3201 sayılı Kanun kapsamındaki borçlanmaların son sigortalılık statüsüne göre değerlendirildiği(8) dikkate alındığında, ya 4/c sigortalılarının doğum borçlanma sürelerinin de 4/c sigortalılık süresi olarak değerlendirilmesi gerekecek ya da ilkesel olarak doğum borçlanmalarının son statüdeki sigortalılık süresine göre değil, 4/a sigortalılık statüsüne göre değerlendirilmesi daha ölçülü olacaktır. Ancak bunun içinde 41. madde de yasal bir değişikliğe gidilmesi kaçınılmaz görünüyor.

Belirtelim ki; 5 yılı aşan borç nedeniyle durdurulan 4/b sigortalılık sürelerinin canlandırılması halinde canlandırılan süreler, son sigortalılık statüsü ne olursa olsun 4/b sigortalılık süresi olarak değerlendirilir. 

V- SONUÇ

5510 sayılı Kanun’un 41. maddesinde düzenlenen borçlanmalarda, borçlanılan süreler ilkesel olarak son sigortalılık statüsünde değerlendirilmektedir. Oysa, Hizmet Borçlanma İşlemlerinin Esasları Hakkında Tebliğ’in 10. madde 2. fıkra (b) bendinde, Kanun’un aksine; 5510 sayılı Kanun’un geçici 4. maddesi uyarınca haklarında 5434 sayılı Kanun’un mülga hükümleri uygulanacak olan sigortalıların 41. maddenin (a), (f) ve (g) bentlerine göre borçlandırılan süreleri 4. maddenin birinci fıkrasının (a) bendi kapsamında değerlendirileceği belirtilmiştir.

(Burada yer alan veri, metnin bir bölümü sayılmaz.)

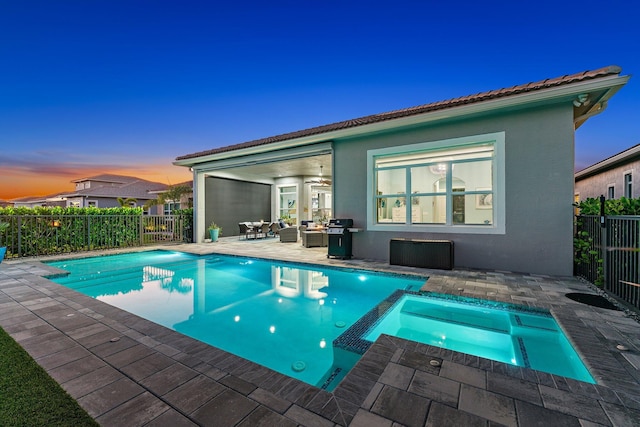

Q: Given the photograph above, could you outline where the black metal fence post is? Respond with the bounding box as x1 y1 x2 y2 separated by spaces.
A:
600 195 609 290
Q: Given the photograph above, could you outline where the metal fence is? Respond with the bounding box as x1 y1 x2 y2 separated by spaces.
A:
575 215 640 308
0 215 193 258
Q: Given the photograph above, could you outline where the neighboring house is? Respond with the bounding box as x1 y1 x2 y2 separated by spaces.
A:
575 144 640 202
11 193 66 208
14 174 168 214
174 66 629 275
150 181 193 215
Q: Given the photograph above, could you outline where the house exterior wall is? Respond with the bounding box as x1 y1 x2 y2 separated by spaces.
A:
575 159 640 201
333 105 574 275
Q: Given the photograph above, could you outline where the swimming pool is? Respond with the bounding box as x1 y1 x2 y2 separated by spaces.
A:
49 251 426 389
49 251 594 390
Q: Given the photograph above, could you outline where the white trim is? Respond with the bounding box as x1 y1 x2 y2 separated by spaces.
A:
367 132 506 234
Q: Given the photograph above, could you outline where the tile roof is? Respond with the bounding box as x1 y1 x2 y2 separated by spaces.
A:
71 173 139 184
64 177 168 199
176 65 622 160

5510 sayılı Kanun’un 41. maddesiyle uyuşmayan, Borçlanma Tebliği hükmüne göre, 4/c’lilerin doğum borçlanmaları son sigortalılık olan 4/c statüsünde değil, 4/a statüsünde sayılmakta ancak sıra 4/b sigortalılarına gelince bu kez borçlanma süresi 4/b statüsünde değerlendirilmektedir. Bu paradoksun çok acele giderilmesi kaçınılmaz görünüyor. İlkesel olarak doğum borçlanmalarını, son statüdeki sigortalılık süresine göre değil, 4/a sigortalılık statüsüne göre değerlendirmek daha ölçülü gibi görünüyor. Ancak bunun içinde de 41. madde de yasal bir değişikliğe gidilmesi kaçınılmaz.

 

 

Yazar:Mustafa YILMAZ*

Yaklaşım / Aralık 2010 / Sayı: 216

*          İstanbul Sosyal Güvenlik İl Müdür Yrd., Sosyal Güvenlik Kurumu Müfettişi

(1)         Yusuf ALPER, Sosyal Sigortalar, Ekin Yayınevi, 4. Baskı, Bursa 2003, s. 451

(2)         Müjdat ŞAKAR, Sosyal Sigortalar Uygulaması, Beta Yayınevi, Yenilenmiş 9. Baskı, İstanbul 2009, s. 329

(3)         16.06.2006 tarih ve 26200 sayılı Resmi Gazete’de yayımlanmıştır.

(4)         22.05.1985 tarih ve 18761 sayılı Resmi Gazete’de yayımlanmıştır.

(5)         ALPER, age, s. 453

(6)         01.07.2010 tarih ve 27628 sayılı Resmi Gazete’de yayımlanmıştır.

(7)         Yrg. 10. HD.’nin, 21.12.2009 tarih ve E. 2009/15477, K. 2009/16702 sayılı Kararı.